From: Andrew Doran <ad@netbsd.org>
To: gnats-bugs@gnats.NetBSD.org
Cc: 
Subject: PR/39307 CVS commit: src/sys/kern
Date: Wed, 24 Sep 2008 09:33:41 +0000 (UTC)

 Module Name:	src
 Committed By:	ad
 Date:		Wed Sep 24 09:33:41 UTC 2008

 Modified Files:
 	src/sys/kern: vfs_subr.c

 Log Message:
 PR kern/39307 mfs will sometimes panic at umount time

 In vfs_destroy, assert that the refcount is not dropping below zero.


 To generate a diff of this commit:
 cvs rdiff -r1.356 -r1.357 src/sys/kern/vfs_subr.c

 Please note that diffs are not public domain; they are subject to the
 copyright notices on the relevant files.

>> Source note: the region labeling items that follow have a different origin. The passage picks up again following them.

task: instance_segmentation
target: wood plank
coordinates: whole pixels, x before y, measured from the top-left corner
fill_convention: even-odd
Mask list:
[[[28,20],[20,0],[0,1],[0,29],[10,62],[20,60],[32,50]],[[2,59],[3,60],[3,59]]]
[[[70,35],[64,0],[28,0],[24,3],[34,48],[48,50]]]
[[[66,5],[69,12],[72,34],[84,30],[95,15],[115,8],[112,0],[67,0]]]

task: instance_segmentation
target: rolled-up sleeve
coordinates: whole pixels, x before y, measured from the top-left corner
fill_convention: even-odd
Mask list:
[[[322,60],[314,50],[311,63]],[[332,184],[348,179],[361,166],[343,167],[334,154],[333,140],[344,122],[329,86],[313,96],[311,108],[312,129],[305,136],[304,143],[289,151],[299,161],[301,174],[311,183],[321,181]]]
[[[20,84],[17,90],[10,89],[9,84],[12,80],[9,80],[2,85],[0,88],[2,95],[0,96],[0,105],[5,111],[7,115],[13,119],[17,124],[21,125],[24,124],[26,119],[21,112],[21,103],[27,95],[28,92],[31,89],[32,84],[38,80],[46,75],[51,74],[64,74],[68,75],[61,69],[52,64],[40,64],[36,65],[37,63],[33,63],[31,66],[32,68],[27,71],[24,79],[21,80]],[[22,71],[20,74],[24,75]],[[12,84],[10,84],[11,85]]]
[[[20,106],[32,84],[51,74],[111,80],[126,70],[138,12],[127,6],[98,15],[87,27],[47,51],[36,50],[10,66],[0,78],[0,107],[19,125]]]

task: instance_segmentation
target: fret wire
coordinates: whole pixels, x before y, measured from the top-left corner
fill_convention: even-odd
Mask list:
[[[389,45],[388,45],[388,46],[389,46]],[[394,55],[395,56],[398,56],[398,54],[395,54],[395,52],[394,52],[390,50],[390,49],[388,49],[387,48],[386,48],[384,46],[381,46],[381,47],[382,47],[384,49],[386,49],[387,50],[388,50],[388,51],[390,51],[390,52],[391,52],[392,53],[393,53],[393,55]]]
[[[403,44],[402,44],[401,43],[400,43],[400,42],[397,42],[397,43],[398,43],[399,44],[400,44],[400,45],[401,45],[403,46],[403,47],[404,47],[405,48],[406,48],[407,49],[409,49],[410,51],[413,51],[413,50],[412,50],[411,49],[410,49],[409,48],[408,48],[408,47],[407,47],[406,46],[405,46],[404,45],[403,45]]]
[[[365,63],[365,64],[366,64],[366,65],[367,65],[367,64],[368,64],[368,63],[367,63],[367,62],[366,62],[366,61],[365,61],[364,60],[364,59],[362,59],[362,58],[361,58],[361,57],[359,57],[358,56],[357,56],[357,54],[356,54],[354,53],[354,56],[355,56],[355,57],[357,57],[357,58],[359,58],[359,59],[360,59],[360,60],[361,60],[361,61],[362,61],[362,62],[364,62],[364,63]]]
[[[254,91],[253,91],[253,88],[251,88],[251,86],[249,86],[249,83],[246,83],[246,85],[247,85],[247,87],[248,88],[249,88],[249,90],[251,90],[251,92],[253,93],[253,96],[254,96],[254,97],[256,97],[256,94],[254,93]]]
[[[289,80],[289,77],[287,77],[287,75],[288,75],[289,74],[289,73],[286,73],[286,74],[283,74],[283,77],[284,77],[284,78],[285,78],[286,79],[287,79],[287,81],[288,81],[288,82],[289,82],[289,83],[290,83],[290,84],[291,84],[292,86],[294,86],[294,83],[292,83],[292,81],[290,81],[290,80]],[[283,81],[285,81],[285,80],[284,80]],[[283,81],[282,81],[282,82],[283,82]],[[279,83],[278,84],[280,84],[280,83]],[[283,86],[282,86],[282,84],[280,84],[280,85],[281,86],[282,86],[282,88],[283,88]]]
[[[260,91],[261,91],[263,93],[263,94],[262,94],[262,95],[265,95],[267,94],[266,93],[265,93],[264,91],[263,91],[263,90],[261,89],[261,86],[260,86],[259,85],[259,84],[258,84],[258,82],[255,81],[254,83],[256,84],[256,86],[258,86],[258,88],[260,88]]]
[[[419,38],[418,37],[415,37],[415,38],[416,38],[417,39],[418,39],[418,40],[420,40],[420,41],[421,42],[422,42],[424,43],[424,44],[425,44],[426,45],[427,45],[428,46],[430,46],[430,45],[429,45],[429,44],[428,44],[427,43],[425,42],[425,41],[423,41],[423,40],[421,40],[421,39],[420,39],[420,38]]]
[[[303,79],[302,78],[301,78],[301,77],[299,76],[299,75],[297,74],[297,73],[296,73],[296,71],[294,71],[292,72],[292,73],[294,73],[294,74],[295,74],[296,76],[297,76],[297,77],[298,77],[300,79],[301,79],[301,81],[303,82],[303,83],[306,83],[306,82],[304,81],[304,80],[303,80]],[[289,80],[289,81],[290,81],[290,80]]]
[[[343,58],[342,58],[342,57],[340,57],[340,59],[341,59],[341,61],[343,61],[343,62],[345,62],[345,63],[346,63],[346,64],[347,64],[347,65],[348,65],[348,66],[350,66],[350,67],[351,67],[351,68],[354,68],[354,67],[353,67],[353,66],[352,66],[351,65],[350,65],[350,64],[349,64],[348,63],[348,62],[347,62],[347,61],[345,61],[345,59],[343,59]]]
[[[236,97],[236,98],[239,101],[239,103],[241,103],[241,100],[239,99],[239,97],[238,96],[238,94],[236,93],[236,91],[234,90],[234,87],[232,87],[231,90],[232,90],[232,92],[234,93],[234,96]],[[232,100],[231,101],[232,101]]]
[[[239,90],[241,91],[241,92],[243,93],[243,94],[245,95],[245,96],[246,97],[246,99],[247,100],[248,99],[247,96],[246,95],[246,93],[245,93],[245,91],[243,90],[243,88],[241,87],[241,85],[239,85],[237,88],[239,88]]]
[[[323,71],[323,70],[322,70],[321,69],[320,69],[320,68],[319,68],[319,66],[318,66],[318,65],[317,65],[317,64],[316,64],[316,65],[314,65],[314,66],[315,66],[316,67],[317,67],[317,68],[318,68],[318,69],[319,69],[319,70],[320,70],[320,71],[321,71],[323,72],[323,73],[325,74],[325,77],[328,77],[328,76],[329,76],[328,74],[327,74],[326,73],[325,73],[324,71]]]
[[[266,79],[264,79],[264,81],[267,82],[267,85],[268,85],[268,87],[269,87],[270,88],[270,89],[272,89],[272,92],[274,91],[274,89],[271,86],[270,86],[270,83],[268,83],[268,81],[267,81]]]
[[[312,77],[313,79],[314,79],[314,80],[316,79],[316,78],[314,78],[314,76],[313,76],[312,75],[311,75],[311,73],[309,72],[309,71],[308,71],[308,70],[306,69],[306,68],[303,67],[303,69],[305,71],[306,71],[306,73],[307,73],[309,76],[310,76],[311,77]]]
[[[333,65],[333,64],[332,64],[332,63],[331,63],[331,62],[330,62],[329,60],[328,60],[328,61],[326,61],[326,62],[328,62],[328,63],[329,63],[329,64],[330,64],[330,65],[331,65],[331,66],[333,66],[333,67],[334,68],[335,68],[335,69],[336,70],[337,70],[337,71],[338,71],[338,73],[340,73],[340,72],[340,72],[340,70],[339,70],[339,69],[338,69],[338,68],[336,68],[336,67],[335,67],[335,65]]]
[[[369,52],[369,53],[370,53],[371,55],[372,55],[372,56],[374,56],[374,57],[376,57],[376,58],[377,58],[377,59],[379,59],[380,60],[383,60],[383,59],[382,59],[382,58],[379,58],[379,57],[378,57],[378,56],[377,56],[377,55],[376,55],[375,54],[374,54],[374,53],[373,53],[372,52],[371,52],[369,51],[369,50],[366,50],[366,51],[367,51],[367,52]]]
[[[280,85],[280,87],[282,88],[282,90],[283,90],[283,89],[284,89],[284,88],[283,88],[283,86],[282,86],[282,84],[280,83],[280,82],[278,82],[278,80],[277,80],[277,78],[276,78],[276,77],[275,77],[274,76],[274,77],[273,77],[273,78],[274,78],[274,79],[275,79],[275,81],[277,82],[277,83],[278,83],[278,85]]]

From: Andrew Doran <ad@netbsd.org>
To: gnats-bugs@gnats.NetBSD.org
Cc: 
Subject: PR/39307 CVS commit: src/sys/kern
Date: Wed, 24 Sep 2008 09:44:09 +0000 (UTC)

 Module Name:	src
 Committed By:	ad
 Date:		Wed Sep 24 09:44:09 UTC 2008

 Modified Files:
 	src/sys/kern: vfs_syscalls.c

 Log Message:
 PR kern/39307 mfs will sometimes panic at umount time

 Don't drop reference to the mount if VFS_START() fails - that's for unmount
 to do.


 To generate a diff of this commit:
 cvs rdiff -r1.371 -r1.372 src/sys/kern/vfs_syscalls.c

 Please note that diffs are not public domain; they are subject to the
 copyright notices on the relevant files.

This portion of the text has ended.